Why do they carry guns? What do they think, that I made a homemade rifle from pieces of my cot?
He glared at her. “Let’s go.” He motioned with his gun for her to come out of the cell.
As much as Erika hated the small, dank room, her legs didn’t want to move into the unknown. She stood frozen, her heart thumping away in her chest.
“Come on. Don’t make me use force to get you out of there.”
Erika’s feet were leaden, but she finally got them to move gingerly to the hall. She hoped to see Jack and Ian, but the gloomy corridor was empty. The guard shoved the nose of the rifle into her back as a warning to move along.
They marched down the long, grey noiseless hallway without speaking. The guard used his ID to open large metal doors. Once they left the prison wing, they entered a hall that looked like an old hospital or maybe a university. It was clinical and brightly lit by overhead fluorescent lighting. The silence was eerie.
He didn’t bother to blindfold me.
She wanted to ask the guard about it and nearly did, but she pulled the words in at the last second. She was afraid of the answer.
They walked by many rooms on either side of the corridor, all with metal doors without windows. A few rooms had hazardous material and warning signs on the doors, but most were simply grey metal with no indication of the work being done inside.

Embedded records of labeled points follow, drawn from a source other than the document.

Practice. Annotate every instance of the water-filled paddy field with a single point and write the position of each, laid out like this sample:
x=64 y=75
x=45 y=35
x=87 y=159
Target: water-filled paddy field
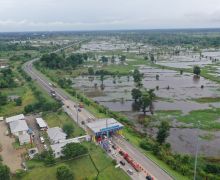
x=177 y=93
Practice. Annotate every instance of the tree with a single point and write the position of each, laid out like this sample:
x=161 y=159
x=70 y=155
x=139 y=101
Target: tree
x=64 y=173
x=122 y=59
x=196 y=70
x=91 y=71
x=104 y=59
x=151 y=57
x=163 y=132
x=4 y=172
x=3 y=99
x=48 y=157
x=72 y=150
x=68 y=128
x=145 y=101
x=137 y=76
x=18 y=101
x=136 y=94
x=102 y=77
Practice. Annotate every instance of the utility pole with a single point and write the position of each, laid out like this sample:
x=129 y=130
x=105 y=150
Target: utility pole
x=197 y=149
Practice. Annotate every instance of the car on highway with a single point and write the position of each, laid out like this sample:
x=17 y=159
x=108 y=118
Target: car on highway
x=122 y=163
x=45 y=147
x=42 y=139
x=114 y=146
x=130 y=171
x=81 y=105
x=148 y=177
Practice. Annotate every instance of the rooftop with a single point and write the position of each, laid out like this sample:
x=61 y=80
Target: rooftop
x=56 y=134
x=101 y=125
x=41 y=123
x=17 y=126
x=14 y=118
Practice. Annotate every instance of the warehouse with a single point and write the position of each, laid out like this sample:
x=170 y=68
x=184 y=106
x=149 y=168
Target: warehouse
x=104 y=127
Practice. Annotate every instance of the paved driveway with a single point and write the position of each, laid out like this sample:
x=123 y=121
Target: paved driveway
x=11 y=157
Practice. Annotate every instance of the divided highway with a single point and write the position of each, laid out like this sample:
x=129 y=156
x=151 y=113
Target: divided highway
x=70 y=107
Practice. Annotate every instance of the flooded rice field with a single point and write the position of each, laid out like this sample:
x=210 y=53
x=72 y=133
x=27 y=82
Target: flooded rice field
x=174 y=92
x=185 y=61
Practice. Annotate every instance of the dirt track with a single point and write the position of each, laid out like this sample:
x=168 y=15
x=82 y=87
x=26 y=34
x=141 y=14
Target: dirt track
x=11 y=157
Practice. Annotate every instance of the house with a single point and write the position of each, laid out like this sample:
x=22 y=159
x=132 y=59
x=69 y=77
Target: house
x=13 y=97
x=56 y=134
x=42 y=124
x=15 y=118
x=18 y=127
x=32 y=152
x=57 y=148
x=24 y=139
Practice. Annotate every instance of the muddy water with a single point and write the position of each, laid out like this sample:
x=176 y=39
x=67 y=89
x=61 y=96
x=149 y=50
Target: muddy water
x=184 y=61
x=182 y=88
x=185 y=141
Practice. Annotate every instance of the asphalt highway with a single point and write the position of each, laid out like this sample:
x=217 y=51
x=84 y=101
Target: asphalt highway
x=71 y=108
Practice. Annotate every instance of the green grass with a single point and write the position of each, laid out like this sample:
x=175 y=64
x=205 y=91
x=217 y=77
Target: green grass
x=11 y=109
x=81 y=167
x=54 y=119
x=135 y=140
x=208 y=118
x=207 y=99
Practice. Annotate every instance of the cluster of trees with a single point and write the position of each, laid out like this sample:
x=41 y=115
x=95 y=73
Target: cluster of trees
x=64 y=82
x=42 y=103
x=105 y=59
x=54 y=61
x=7 y=78
x=3 y=99
x=196 y=70
x=64 y=173
x=4 y=172
x=72 y=150
x=200 y=38
x=142 y=98
x=68 y=128
x=47 y=157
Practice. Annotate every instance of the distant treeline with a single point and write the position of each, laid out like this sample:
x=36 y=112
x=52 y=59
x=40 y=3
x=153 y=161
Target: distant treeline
x=55 y=61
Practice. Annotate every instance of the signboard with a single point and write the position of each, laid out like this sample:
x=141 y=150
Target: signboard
x=109 y=128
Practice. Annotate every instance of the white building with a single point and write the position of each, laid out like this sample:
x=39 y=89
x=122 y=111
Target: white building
x=41 y=123
x=56 y=134
x=24 y=139
x=57 y=148
x=18 y=127
x=15 y=118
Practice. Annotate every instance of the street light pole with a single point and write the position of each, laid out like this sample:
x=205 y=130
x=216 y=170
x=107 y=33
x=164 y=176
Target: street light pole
x=197 y=149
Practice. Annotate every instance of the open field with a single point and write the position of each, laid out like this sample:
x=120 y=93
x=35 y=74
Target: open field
x=59 y=119
x=81 y=167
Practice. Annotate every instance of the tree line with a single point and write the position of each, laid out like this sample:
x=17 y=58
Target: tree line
x=55 y=61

They could be doing anything in there
.
After about fifteen minutes of walking, they arrived at an open door. The room had a large metal table surrounded by empty metal chairs. The walls were the same grey concrete as the rest of A.H.D.N.A. The room was well lit with overhead fluorescents, which made it slightly more appealing than the prison cell she’d just come from. The only color in the room was supplied by a stack of canary yellow notepads on a black table in the corner.
“Take a seat,” the soldier said.
She wanted to stand just because he said to sit. A small rebellion but the only one she could proffer. But it was stupid and she knew it.

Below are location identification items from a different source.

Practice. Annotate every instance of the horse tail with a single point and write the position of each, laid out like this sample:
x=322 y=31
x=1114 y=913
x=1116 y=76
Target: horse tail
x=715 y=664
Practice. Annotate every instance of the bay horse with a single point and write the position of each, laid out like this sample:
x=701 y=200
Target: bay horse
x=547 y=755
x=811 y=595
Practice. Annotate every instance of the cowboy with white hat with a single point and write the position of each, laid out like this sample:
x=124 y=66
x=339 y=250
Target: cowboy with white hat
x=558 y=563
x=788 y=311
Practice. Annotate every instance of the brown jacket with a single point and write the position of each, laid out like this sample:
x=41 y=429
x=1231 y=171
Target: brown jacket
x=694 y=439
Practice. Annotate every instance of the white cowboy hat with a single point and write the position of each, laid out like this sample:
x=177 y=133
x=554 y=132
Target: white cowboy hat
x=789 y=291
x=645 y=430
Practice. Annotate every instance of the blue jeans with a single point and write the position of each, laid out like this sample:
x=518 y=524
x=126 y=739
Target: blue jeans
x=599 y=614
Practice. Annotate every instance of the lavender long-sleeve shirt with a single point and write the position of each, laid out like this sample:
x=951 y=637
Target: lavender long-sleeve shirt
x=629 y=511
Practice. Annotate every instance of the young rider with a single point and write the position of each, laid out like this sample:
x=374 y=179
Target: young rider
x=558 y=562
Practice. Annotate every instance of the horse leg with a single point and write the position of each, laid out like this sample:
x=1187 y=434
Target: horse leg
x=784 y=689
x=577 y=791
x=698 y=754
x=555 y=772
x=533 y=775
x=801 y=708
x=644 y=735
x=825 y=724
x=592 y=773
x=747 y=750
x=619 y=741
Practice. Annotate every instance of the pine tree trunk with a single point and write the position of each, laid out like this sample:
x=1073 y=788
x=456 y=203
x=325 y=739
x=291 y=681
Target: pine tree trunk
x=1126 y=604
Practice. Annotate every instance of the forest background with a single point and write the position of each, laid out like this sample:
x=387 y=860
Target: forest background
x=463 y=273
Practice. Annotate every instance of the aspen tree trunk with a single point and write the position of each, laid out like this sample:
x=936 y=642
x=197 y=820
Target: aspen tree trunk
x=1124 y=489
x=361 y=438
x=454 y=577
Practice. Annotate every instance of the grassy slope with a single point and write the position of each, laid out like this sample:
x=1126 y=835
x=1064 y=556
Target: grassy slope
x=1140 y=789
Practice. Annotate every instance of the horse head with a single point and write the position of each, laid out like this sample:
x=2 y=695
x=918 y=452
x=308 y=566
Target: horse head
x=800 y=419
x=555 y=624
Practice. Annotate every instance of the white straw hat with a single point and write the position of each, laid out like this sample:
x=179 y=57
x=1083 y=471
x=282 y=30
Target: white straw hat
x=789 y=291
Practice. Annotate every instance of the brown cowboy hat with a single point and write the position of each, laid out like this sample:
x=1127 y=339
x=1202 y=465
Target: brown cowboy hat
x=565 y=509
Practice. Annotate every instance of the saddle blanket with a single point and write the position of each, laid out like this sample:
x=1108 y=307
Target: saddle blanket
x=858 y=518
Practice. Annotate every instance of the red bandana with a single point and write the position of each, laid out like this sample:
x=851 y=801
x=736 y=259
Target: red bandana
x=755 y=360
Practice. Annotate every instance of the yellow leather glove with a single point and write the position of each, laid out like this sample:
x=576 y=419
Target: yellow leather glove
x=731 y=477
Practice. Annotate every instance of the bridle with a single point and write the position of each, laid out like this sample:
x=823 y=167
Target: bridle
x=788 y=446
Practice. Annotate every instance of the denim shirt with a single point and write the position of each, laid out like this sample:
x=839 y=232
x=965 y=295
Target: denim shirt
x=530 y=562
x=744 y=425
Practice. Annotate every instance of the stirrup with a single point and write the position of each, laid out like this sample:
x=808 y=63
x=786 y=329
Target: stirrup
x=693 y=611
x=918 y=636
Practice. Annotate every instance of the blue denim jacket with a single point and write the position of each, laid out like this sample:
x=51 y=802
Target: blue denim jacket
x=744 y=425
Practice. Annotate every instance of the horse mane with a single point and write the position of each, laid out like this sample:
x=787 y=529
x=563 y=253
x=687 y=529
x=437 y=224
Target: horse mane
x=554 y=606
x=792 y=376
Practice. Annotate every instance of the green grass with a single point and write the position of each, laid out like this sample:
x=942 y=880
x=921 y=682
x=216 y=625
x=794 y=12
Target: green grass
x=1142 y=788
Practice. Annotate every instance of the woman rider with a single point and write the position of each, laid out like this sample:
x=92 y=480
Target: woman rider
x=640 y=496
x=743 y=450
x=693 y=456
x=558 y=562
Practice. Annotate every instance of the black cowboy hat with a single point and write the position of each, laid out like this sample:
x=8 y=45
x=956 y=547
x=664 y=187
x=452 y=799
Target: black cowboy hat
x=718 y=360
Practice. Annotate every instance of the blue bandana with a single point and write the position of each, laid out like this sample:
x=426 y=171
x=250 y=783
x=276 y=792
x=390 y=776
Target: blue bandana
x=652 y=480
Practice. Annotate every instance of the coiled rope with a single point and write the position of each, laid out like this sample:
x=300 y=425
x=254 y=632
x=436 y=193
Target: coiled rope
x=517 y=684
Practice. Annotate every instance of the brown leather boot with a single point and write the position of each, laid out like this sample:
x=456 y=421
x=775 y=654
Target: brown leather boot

Follow along, Erika. Stay cool
. So she sat.
The soldier closed the door behind him, and Erika was left alone. She immediately assessed the possibility of escape. There was only one door and it was the one through which she’d come.
Would they leave me unguarded?
There was only one way to find out.
Erika went to the door and pressed her ear against it. She couldn’t hear anything, but that didn’t mean there wasn’t a man on the other side. The doors were thick and solid metal. Erika looked for a door handle, but there was only smooth steel where a handle should have been. Erika ran her fingers over the metal, searching for a way to open the door. But all she found was a card reader panel on the wall.
Locked in.
She walked the perimeter of the room. The walls were concrete block and, of course, not a window. The ceiling was formed concrete. There was conduit, but it was small, not nearly large enough for her to fit through. There were no vents, no openings of any kind. An impenetrable fortress. One way in. No way out.

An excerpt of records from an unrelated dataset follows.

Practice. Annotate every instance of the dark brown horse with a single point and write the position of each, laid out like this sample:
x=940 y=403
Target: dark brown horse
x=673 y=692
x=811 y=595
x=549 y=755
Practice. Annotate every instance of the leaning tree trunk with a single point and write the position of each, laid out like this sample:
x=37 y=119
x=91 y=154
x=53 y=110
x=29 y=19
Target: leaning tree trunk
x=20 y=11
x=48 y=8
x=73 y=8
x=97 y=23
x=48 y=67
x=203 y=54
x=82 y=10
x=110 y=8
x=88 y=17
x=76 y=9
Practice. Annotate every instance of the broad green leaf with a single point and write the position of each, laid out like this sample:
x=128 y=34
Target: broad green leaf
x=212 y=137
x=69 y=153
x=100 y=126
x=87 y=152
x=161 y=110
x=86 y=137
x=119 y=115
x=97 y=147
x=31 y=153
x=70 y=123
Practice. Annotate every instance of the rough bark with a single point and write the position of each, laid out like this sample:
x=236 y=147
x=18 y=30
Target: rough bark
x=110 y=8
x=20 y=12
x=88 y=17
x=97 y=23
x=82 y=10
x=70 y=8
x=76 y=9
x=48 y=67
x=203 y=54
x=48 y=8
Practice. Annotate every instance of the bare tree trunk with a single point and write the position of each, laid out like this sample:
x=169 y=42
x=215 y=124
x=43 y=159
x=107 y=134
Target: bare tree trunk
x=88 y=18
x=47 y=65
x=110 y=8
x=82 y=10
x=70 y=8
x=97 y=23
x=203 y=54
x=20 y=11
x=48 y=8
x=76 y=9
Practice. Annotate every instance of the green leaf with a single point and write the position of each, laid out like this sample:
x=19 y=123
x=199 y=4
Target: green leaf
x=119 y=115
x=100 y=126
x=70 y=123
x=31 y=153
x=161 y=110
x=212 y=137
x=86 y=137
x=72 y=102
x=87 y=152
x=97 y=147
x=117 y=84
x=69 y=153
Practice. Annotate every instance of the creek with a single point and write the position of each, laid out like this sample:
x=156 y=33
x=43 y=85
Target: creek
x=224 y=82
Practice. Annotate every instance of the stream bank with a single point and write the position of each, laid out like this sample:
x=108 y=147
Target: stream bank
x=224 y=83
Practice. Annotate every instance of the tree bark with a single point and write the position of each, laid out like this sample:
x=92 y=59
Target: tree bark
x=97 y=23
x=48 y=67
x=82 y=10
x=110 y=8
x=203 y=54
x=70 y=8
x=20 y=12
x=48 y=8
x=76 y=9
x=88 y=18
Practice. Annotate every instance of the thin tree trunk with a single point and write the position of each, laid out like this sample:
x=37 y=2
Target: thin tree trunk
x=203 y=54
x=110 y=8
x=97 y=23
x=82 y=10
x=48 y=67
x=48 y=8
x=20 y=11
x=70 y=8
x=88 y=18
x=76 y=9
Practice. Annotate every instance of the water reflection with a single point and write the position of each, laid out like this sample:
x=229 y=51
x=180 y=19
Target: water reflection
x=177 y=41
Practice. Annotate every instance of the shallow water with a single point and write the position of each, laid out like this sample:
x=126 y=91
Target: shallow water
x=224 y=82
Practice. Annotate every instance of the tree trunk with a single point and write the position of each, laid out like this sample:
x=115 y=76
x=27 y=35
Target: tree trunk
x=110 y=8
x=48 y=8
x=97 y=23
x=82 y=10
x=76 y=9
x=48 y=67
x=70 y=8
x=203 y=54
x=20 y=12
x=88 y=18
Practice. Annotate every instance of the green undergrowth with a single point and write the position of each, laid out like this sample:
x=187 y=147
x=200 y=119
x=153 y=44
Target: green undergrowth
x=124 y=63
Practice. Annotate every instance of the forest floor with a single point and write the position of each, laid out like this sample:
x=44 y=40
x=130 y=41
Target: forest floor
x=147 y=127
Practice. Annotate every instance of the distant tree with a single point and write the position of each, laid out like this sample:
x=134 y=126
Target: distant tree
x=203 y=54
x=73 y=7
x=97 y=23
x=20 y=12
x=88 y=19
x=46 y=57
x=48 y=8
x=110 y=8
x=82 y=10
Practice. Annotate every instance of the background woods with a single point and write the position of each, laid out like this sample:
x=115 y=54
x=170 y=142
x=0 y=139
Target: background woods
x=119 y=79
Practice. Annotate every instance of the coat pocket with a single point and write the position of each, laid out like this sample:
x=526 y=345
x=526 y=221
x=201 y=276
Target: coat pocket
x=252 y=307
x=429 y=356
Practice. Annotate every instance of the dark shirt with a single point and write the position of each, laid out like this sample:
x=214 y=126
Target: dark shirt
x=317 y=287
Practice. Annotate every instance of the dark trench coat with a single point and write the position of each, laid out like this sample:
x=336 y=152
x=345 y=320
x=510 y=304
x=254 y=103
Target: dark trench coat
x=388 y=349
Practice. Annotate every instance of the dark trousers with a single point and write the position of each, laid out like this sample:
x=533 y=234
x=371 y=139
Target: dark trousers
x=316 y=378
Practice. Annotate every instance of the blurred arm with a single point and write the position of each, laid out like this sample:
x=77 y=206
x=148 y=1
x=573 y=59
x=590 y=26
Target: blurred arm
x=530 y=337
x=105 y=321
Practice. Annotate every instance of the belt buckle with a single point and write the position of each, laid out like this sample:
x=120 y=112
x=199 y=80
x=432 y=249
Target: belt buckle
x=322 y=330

Erika flopped herself back into the cold metal chair. The only sound in the room was the
tick
,
tick
,
tick
of a clock on the wall. The clock said it was 9:00, and since her light had been on, she knew it was morning. The incessant tick of the clock drove Erika mad. Or maybe it was two days alone in the near dark.
Or my complete lack of control over my life now
. Whatever the cause, Erika felt like she was going loco.
She tapped her fingers and her leg bounced up and down. She’d already chewed her fingernails down to nubs, but she gave one a chew anyway.
The quiet was broken by the sound of the door opening. The sudden noise made her jump.
Ian straggled in looking like puke. His dark brown hair was greasy and stuck down to his head. Ian was meticulous about his appearance and would never be seen with dirty hair. His face was unshaven, and a dark patch of hair covered his chin and upper lip. The greasy hair was bad, but he pulled off the unshaven look. Ian’s eyes were rimmed with red and shot through with blood.
He hasn’t slept much
. Erika was glad there wasn’t a mirror in the room so Ian couldn’t see himself.